Hey,

> I'm proud to announce that after about 3weeks, I've recoded from scratch
> the OpenCL code generator to integrate it fully with
> viennacl::scheduler::statement.

hurray :-) With the changes to the generator I pushed yesterday there is 
now a clear spot on where to hand the expression over to the generator.


> That being said, I'm entering the point where I need to inquire your
> opinion for (many) further design choices. Sorted by priority :
>
> 1 > How to handle padding? For example, the best kernels for a given
> operation may use float4, in which case an alignment of 4 is required.
> For GEMM, though, the kernel internally used blocking. Since the
> iteration over the blocks is unrolled, I prefer to keep the loop
> boundary static (known at the OpenCL compile time), so padding inside a
> kernel is not really an option here. How to handle this?
> Should we have a plethora of kernels optimized for a large number of
> block-sizes?If yes, how to choose the block sizes?
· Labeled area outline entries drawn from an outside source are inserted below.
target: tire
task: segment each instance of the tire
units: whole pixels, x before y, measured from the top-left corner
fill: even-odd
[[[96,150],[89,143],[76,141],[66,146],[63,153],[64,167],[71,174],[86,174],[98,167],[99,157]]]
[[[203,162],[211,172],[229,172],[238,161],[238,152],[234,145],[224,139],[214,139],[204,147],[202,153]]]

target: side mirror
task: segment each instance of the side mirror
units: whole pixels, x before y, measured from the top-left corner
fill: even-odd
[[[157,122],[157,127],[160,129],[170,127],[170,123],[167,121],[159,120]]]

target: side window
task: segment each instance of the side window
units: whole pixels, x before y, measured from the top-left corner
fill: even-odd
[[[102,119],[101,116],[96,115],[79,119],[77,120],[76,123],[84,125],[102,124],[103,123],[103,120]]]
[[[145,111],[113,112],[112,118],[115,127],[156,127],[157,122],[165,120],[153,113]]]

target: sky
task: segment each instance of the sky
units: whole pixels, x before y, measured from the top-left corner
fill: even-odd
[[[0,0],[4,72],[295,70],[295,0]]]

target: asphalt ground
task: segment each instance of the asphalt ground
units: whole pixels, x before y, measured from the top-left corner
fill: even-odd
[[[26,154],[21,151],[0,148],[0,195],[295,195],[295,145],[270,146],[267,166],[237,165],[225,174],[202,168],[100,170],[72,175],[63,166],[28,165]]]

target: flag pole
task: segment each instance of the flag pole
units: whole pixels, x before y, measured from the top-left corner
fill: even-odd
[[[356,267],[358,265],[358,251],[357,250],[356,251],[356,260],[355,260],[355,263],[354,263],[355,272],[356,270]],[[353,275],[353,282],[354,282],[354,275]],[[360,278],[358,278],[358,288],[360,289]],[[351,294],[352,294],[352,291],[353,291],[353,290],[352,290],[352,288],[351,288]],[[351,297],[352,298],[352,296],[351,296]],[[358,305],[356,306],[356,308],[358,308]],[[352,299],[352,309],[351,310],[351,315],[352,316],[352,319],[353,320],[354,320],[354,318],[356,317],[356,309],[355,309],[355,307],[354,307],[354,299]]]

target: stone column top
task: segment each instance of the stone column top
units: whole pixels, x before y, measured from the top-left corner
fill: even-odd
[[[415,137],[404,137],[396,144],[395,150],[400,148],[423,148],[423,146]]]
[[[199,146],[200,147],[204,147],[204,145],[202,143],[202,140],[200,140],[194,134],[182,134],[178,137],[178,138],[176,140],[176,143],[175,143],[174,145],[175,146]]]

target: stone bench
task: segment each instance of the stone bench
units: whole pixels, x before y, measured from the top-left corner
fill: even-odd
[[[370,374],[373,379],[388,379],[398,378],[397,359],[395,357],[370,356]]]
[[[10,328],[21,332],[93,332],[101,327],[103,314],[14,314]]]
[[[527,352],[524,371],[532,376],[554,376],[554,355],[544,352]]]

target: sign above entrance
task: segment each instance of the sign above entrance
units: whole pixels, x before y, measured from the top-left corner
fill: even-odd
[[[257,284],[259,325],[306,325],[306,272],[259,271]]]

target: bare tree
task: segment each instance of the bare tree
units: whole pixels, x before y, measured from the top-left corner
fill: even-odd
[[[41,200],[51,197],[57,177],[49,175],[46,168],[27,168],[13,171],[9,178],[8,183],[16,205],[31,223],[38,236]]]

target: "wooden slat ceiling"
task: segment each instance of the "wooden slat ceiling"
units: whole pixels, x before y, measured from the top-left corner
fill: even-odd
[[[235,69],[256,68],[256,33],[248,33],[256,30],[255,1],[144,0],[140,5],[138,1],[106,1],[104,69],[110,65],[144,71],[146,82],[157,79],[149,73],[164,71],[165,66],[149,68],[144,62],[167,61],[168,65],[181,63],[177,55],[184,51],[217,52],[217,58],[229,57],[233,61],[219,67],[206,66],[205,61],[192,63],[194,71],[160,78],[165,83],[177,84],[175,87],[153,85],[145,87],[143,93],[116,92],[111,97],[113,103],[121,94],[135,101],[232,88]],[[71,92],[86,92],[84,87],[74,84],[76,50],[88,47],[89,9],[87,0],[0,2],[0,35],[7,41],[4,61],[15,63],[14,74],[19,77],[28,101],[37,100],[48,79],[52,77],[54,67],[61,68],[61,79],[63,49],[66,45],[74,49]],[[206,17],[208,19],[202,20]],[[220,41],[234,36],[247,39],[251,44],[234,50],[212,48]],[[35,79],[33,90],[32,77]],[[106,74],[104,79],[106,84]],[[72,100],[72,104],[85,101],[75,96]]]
My preferred option is to pad by default and either to make the padding 
a multiple of four or sixteen. However, we need to maintain a full set 
of unpadded operations, because user-provided buffers need not be padded 
(and a subsequent padding may be too expensive)



> 2 > For each operation (BLAS1/BLAS2/BLAS3 for now), an infinite number
> of kernels can be generated. Designing a proper test suite in such a
> situation is a challenging task. I've thought about testing a fixed
> amount of randomly chosen kernel.

Please no random tests. This makes it awfully complicated to fix, 
because eventually one may not even be able to reproduce a previous failure.

Even though the number of possible kernel variations is large (though 
finite), there's only a limited set which actually gives good 
performance. These are the important kernels to be tested thoroughly.


> We also have to choose multiple sizes for the test (because of 1>)...

Sure. Keeping the sizes moderately small will give us a sufficiently 
fast test procedure.


> Finally, multiple operations can be packed together (multiple SAXPY,
> multiple scalar reduction/inner product, multiple vector
> reduction/gemv). If that number of packed operations is too high, the
> local memory usage will be too high and the OpenCL kernel may not
> *compile*. Should we provide a mechanism to evaluate this upper bound at
> runtime (doable) or just use a very conservative value for now (The
> OpenCL standards guarantees 16kB of local memory, the kernel generator
> guarantees an upperbound on the amount of local memory used.) ? I prefer
> the second option.

Sooner or later we will have to go for the runtime option anyway. I 
don't see any benefit of being overly pessimistic with 16kB if we have 
the true local memory available at runtime.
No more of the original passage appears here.